The book is designed in a way that goes to the pace of learning Japanese language as well. 校 (school) is a kanji that you are going to use very early on. But if you learn 絞 (wringing) early on, it is very possible you end up forgetting it, because in the early stages of learning Japanese language you are not going to find or use that kaji very much if at all. It's better to learn those less frequent characters once you have already learnt the chore of the kanji so know you can enjoy reading more Japanese texts. At that point you'll already know the component 交, so learning 絞 later on shouldn't be a problem, while learning these unfrequent characters early I think its yet unnecessary.
For students who do read Japanese text while they're studying kanji (which is indeed the best way to make them stick), this is fair enough. However, when similar-looking characters are not introduced together, it's all the more important to point them out. Looking at e.g. 九 vs 丸, this book doesn't appear to do that, which results in situations like:

"Wait, 士? Wasn't that 'earth'? I could swear I've seen it before... (Leaf through pages) Oooh, that was 土 which looks almost exactly the same. Couldn't they have told me?"
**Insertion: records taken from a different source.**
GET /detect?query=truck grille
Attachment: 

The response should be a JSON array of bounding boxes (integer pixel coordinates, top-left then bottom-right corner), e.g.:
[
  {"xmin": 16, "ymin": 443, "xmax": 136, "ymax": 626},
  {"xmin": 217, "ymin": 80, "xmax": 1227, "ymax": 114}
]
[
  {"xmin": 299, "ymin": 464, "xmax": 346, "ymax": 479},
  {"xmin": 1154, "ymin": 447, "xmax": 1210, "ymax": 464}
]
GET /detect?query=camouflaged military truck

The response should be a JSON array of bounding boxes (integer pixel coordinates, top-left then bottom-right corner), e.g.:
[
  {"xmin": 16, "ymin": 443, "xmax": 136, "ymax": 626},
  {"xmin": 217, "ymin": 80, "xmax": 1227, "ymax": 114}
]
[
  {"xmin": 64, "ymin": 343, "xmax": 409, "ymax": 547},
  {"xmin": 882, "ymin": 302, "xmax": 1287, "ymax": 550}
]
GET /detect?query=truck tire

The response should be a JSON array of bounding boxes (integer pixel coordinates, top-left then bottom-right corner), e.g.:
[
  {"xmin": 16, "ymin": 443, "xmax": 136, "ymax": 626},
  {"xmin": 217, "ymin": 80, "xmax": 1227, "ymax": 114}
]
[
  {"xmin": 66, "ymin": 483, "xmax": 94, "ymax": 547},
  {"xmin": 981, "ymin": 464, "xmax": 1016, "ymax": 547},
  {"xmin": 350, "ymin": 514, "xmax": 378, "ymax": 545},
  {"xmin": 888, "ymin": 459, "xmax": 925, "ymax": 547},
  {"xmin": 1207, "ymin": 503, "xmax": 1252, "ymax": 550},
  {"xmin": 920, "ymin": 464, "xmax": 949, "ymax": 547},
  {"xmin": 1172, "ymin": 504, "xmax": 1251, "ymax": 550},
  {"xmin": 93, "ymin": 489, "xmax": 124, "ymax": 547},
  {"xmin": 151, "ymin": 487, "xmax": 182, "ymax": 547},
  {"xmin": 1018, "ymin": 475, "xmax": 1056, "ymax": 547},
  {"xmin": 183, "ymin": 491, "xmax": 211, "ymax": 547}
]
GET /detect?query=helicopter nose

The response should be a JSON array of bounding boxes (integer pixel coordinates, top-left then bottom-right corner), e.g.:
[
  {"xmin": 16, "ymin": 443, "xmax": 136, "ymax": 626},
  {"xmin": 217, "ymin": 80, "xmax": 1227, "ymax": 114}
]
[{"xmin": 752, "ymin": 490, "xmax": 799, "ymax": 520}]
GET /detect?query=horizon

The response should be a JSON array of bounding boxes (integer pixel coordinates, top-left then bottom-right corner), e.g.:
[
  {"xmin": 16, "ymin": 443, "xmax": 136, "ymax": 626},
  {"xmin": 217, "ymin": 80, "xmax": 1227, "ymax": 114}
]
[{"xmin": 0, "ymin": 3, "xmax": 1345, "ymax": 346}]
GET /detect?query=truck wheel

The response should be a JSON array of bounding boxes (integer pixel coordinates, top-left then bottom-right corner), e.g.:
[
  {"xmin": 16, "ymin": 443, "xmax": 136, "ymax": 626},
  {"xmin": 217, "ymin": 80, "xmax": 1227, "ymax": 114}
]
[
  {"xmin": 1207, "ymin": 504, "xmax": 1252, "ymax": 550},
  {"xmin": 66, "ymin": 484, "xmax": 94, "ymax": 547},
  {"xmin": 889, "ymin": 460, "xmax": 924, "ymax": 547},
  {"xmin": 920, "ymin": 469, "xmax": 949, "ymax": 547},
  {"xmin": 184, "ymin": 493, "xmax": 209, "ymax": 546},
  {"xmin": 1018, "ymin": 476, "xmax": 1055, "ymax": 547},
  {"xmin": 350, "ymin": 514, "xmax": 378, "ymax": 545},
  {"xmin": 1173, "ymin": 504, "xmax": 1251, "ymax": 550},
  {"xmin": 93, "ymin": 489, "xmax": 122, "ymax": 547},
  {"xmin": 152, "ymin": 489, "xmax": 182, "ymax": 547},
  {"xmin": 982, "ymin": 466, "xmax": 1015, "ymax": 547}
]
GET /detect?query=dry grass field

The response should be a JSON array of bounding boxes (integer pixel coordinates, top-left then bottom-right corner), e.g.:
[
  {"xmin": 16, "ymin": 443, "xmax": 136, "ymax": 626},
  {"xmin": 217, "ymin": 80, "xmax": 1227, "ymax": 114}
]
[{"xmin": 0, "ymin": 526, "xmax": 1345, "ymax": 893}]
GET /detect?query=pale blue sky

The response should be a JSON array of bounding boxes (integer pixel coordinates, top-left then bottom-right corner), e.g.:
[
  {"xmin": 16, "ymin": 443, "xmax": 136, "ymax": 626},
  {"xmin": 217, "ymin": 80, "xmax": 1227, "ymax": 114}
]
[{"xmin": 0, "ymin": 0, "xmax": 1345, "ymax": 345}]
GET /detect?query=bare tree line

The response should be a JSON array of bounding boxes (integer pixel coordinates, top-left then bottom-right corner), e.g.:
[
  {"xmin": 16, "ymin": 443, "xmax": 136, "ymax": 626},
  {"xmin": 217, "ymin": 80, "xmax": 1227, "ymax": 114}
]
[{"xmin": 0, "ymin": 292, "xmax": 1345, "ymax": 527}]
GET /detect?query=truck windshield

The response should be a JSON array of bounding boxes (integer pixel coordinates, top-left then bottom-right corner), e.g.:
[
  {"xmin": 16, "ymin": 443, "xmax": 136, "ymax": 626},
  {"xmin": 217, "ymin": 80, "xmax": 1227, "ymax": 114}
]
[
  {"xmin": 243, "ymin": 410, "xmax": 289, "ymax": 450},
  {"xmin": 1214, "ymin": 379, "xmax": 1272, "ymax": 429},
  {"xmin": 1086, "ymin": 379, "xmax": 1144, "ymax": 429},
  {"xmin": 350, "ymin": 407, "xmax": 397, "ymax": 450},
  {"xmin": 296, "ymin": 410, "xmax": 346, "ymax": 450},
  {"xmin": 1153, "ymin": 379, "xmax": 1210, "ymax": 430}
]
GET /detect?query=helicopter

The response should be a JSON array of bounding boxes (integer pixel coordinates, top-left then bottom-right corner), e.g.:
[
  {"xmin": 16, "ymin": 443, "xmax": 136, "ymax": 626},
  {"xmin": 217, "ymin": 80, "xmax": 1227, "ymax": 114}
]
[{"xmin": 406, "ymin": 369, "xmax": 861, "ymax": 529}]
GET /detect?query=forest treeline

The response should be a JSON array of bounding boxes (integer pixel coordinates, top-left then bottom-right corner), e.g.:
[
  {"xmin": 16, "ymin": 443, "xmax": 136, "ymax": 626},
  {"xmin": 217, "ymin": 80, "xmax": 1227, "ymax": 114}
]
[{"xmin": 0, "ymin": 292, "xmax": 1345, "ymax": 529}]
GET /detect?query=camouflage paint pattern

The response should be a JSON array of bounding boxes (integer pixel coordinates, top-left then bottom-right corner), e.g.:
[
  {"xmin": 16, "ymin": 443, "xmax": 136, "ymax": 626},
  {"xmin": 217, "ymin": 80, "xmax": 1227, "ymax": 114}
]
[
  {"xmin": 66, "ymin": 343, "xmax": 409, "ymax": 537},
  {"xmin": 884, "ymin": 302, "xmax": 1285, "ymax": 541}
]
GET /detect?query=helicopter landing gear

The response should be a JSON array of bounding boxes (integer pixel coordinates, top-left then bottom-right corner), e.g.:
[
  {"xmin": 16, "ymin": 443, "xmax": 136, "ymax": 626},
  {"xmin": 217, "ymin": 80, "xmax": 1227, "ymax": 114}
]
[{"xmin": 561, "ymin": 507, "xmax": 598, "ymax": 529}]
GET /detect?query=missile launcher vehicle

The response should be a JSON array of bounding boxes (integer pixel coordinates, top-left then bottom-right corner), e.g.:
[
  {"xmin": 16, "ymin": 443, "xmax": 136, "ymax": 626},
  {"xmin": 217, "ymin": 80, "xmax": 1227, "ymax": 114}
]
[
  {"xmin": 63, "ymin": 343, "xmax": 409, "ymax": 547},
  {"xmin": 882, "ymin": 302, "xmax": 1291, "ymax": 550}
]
You are wrong with your first statement since how characters look today is completely related on how characters looked originally. The case of 天 is exceptional since it is an standalone character very rarely used as a component. In these exceptional cases I just give another mnemonic option, but in the majority of phono-semantic compounds the etymologies are plain straightforward once you know them. You can't throw an entire system using just one example.
That's fair enough - I know nothing about kanji etymology, so all my comments are based on what I saw in the sample pages. And what I saw there is that 天 is definitely not the only character that has evolved beyond recognition (see list above), and that the mnemonics for compound characters are just as arbitrary as the ones I made myself when I was learning.

境:
TRKW: "The land limit from which convicted people are sent to in exile"
Mine: "If you stand over there, you can see all the way to the border of the land. Sample word 環境 (かんきょう): That sounds cool! Can (かん) we go there today (今日)?"

Unfortunately the book is not published yet (that's why I run the campaign) so I don't have the kind of testers you've mention, you could be the first one haha!
Alas, I've already learned my jouyou kanji, so I wouldn't be able to give feedback from the perspective of a true newbie. :) I'll be interested in seeing what other people say when they try out the book though, especially if they also compare it to other resources.